Linear Sphere to w zasadzie kompletnie nieznany, brytyjski zespół, który sam wypuścił na rynek swój debiutancki krążek "Realisty Dysfunction". To, że trafiłem na tą kapelę, było czystym przypadkiem - po prostu gdzieś natrafiłem na recenzję, w której autor zachwalał wysokie umiejętności techniczne muzyków. Trzeba było więc zapoznać się z zawartością.
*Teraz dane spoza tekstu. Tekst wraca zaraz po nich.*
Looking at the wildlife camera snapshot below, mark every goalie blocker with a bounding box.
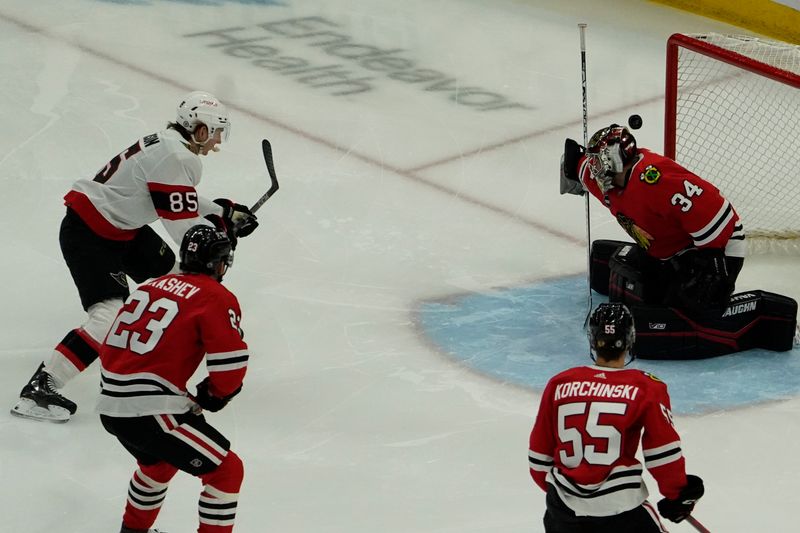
[590,240,797,359]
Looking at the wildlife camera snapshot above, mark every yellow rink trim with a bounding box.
[650,0,800,44]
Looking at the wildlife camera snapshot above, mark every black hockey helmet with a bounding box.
[588,303,636,359]
[180,224,233,280]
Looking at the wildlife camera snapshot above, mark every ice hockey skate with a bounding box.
[11,363,78,423]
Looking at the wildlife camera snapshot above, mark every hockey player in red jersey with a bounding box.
[11,91,258,422]
[561,124,745,310]
[561,124,797,359]
[528,303,704,533]
[97,225,248,533]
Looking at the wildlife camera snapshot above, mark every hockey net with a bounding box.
[664,33,800,254]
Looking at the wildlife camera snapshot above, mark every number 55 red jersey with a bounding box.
[528,366,686,516]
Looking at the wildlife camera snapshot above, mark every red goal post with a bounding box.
[664,33,800,252]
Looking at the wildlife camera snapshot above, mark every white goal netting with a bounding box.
[665,34,800,253]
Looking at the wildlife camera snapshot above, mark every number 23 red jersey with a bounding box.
[528,366,686,516]
[97,274,249,417]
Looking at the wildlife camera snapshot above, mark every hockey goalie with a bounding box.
[561,124,797,359]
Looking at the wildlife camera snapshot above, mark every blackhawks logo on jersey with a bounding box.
[639,165,661,185]
[642,372,664,383]
[617,213,653,250]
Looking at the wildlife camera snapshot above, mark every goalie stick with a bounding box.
[250,139,279,213]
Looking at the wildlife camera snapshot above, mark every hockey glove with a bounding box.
[560,139,586,195]
[658,474,705,523]
[194,376,242,413]
[214,198,258,237]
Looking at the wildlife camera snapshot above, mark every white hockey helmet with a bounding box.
[176,91,231,141]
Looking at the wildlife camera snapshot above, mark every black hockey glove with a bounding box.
[560,139,586,195]
[214,198,258,237]
[194,376,242,413]
[658,474,705,523]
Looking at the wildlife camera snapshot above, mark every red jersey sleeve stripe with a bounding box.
[642,441,683,470]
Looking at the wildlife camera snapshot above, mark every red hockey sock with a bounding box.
[197,451,244,533]
[122,461,178,530]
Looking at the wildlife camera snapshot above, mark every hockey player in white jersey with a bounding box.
[11,91,258,422]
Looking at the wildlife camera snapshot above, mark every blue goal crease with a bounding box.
[418,276,800,414]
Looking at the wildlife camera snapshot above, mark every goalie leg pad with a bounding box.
[631,290,797,360]
[589,239,631,296]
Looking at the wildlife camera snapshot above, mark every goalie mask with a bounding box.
[587,124,638,194]
[588,303,636,364]
[176,91,231,142]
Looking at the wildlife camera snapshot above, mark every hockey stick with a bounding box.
[578,22,592,328]
[250,139,279,213]
[686,515,711,533]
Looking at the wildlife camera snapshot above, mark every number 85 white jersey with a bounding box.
[64,129,222,244]
[528,366,686,516]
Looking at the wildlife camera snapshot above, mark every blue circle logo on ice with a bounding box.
[418,276,800,414]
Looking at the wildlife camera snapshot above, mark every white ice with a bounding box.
[0,0,800,533]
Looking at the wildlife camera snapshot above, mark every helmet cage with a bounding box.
[180,224,233,280]
[587,303,636,365]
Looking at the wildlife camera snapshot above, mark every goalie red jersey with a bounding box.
[528,366,687,516]
[578,148,743,259]
[97,274,248,417]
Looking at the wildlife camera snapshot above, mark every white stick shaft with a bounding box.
[578,22,592,320]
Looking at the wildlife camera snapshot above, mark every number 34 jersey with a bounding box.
[64,129,222,244]
[97,274,249,417]
[528,366,686,516]
[578,148,744,259]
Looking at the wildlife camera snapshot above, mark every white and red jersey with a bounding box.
[97,274,249,417]
[64,129,222,245]
[528,366,686,516]
[578,148,744,259]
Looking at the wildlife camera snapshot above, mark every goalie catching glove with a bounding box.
[214,198,258,237]
[193,376,242,413]
[658,474,705,523]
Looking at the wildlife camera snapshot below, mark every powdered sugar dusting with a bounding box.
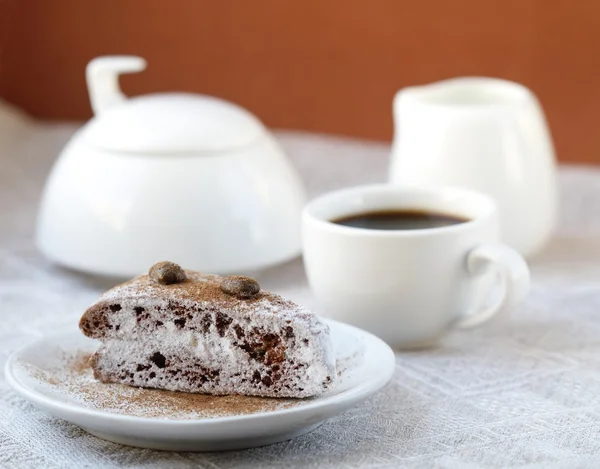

Siedem utworów, w tym jeden 25-minutowy nie spowodowało
jednak przyspieszonego bicia serca. Rzeczywiście, jeśli chodzi o poziom
instrumentalny to jest on wyśmienity, ale o wiele słabsza jest warstwa
kompozycyjna. Linear Sphere odważnie stara się łączyć twórczość Dream
Therater, Watchtower, Mekong Delta, Annihilator, Fates Warning i
Meshuggah. Efekt jest taki, że dostaliśmy perfekcjny technicznie, ale
kompozycyjnie niespójny materiał. Ostre, neothrashowe granie, łączy się
z delikatnymi progmetalowymi motywami. Skrzekliwy wokal a la Randy
Rampage, tyle, ze gorszy, kompletnie nie pasujący do obranej konwencji,
niewielka ilość melodii i brak jakiegokolwiek budowania napięcia u
słuchacza nie są jednak zachęcającymi czynnikam, aby sięgnąć po ten
krążek. Również jeśli chodzi o partie instrumentalne, to do
oryginalnych nie należą - są niemal żywcem wyjęte z twórczości
power/progmetalowych zespołów. Choć cały ten misz-masz brzmi dosyć osobliwie, to jest on nieumiejętnie skomponowany. W zasadzie każdy element jest zapożyczeniem od jakiegoś innego zespołu. Osoby szukające jedynie czegoś do połamania palców na gryfie, na pewno znajdą tutaj sporo ciekawych dla siebie rzeczy, ale nie polecam tego wydawnictwa komuś, kto oczekuje od muzyki czegoś więcej. Linear Sphere pokazał swoją siłą rażenia, która rzeczywiście jest duża, ale wszystko tutaj jest jak w sowieckim wojsku - ilość ponad jakość, oraz brak uwagi na straty we własnych szeregach. Może Ci muzycy dojdą kiedyś do wniosku, że nie tędy droga.